WORCESTER City suffered their heaviest defeat of the season when they made the lengthy trip to Darlington.

Seven days after overcoming Stalybridge Celtic 4-0, City dropped two places to 14th in Vanarama National League North after being stuffed 5-1 by the in-form Quakers.

The promotion-chasing hosts, unbeaten in seven league fixtures, put five past Gainsborough Trinity a week ago and in County Durham they did the same to Carl Heeley’s beleaguered men, who were 3-0 down at the break with two of the goals being almost identical corner routines.

The first came on 19 minutes with Josh Gillies swinging the ball into the near post where centre-half Gary Brown headed home.

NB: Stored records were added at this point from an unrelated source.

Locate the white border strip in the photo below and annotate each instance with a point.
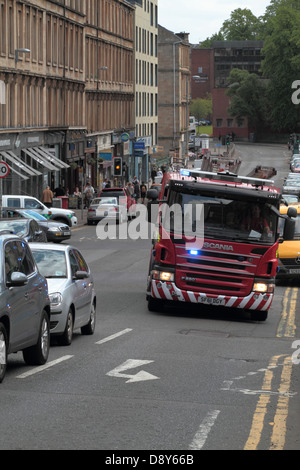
(109, 338)
(36, 370)
(203, 431)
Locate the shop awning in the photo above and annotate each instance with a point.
(17, 173)
(41, 161)
(50, 157)
(11, 157)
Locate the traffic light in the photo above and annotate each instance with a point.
(117, 165)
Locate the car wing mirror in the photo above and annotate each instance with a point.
(17, 279)
(81, 275)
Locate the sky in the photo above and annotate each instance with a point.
(202, 18)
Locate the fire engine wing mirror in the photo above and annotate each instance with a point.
(152, 194)
(290, 222)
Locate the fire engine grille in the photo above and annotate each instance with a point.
(291, 262)
(218, 273)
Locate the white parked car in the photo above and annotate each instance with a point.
(27, 202)
(71, 289)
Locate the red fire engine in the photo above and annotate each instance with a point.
(228, 255)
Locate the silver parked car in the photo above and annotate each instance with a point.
(24, 304)
(106, 207)
(71, 289)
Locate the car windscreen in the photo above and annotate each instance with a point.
(33, 215)
(113, 193)
(18, 227)
(51, 263)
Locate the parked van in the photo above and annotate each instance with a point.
(289, 250)
(28, 202)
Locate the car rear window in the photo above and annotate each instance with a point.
(113, 193)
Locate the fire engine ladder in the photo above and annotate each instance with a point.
(226, 176)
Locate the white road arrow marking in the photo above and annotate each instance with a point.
(132, 364)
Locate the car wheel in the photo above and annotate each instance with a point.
(66, 338)
(38, 354)
(90, 327)
(3, 351)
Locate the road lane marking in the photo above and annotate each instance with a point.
(287, 327)
(279, 423)
(36, 370)
(279, 428)
(116, 335)
(132, 364)
(204, 430)
(261, 409)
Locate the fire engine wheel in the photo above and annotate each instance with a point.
(155, 305)
(257, 315)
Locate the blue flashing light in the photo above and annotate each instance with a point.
(194, 252)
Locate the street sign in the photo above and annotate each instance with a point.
(4, 169)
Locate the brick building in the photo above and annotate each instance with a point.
(67, 67)
(174, 92)
(213, 67)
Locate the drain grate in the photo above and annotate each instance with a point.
(218, 334)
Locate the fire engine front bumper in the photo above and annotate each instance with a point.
(169, 291)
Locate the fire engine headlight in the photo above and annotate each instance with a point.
(263, 288)
(163, 276)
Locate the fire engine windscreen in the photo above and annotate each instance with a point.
(223, 218)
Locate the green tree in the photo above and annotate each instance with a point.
(247, 94)
(241, 26)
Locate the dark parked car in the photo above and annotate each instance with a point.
(124, 198)
(24, 304)
(55, 231)
(28, 229)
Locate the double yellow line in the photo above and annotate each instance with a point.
(286, 328)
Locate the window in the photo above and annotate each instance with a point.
(26, 263)
(18, 259)
(81, 261)
(74, 264)
(11, 260)
(31, 204)
(13, 202)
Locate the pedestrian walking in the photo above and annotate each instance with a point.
(88, 195)
(136, 188)
(143, 192)
(47, 197)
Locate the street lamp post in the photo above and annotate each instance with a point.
(17, 51)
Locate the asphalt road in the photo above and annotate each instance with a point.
(181, 380)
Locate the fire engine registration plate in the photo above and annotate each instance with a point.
(294, 271)
(211, 301)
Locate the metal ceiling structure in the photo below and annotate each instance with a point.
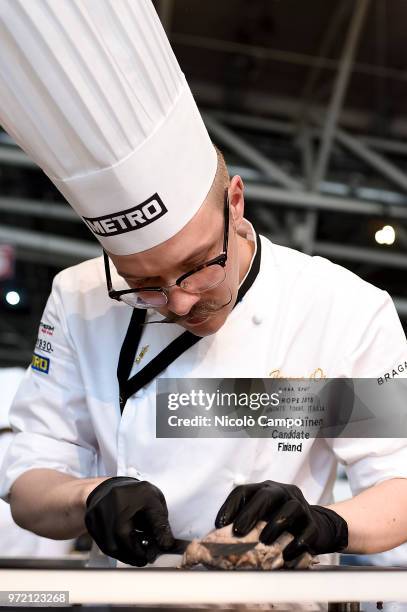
(284, 91)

There was almost a swift equaliser when Colby Bishop, recalled ahead of Micah Evans, glanced a header wide when meeting a cross whipped in by Cieron Keane.

The City winger was soon required for defensive duty, taking the ball off Liam Marrs’ toes as the full-back raced into the penalty area.

From the same attack, however, Darlington doubled their lead with striker Mark Beck heading home Stephen Thompson’s cross after Worcester were unable to deal with Brown’s long throw-in.

Keeper Ryan Boot got a hand to Beck’s header but succeeded only in palming it into the net.

At the other end, experienced forward Lee Hughes was largely a spectator with his one sight of goal seeing him shoot over from 18 yards after Ebby Nelson-Addy carried the ball through midfield.

Hughes rued the miss as it became 3-0 just before the break.

Worcester left-back Tyler Weir stopped a Beck header on the goal-line but, from the resulting Gillies corner, Brown again headed beyond Boot with all three first-half goals being headers.

The fourth was from the boot of Beck, making the most of Worcester’s inability to clear their lines after a Terry Galbraith corner.

Although Hughes cleared Phil Turnbull’s effort off the line and Boot saved from Gillies, eventually Quakers’ striker made it 4-0 and soon came Darlington’s final goal.

With Worcester skipper Andy Gallinagh occupied with attempting to stop Gillies, up popped Quakers left-back Galbraith in an advanced position and his pacey delivery met the perfectly-timed run of an unmarked Dave Syers to head in on 57 minutes.

Syers had been on the pitch only a matter of minutes but his header concluded Quakers’ scoring as the hosts declared on five, playing for time during the remainder of a fixture which died a death.

Worcester did not lose heart, however, with a shift in formation to 4-5-1 resulting in Heeley’s men seeing more of the ball and Nelson-Addy nabbed a consolation on 71 minutes.

The tall midfielder took advantage of a back-peddling defence to fire under Peter Jameson from 20 yards for Worcester’s one bright moment on an otherwise forgettable day.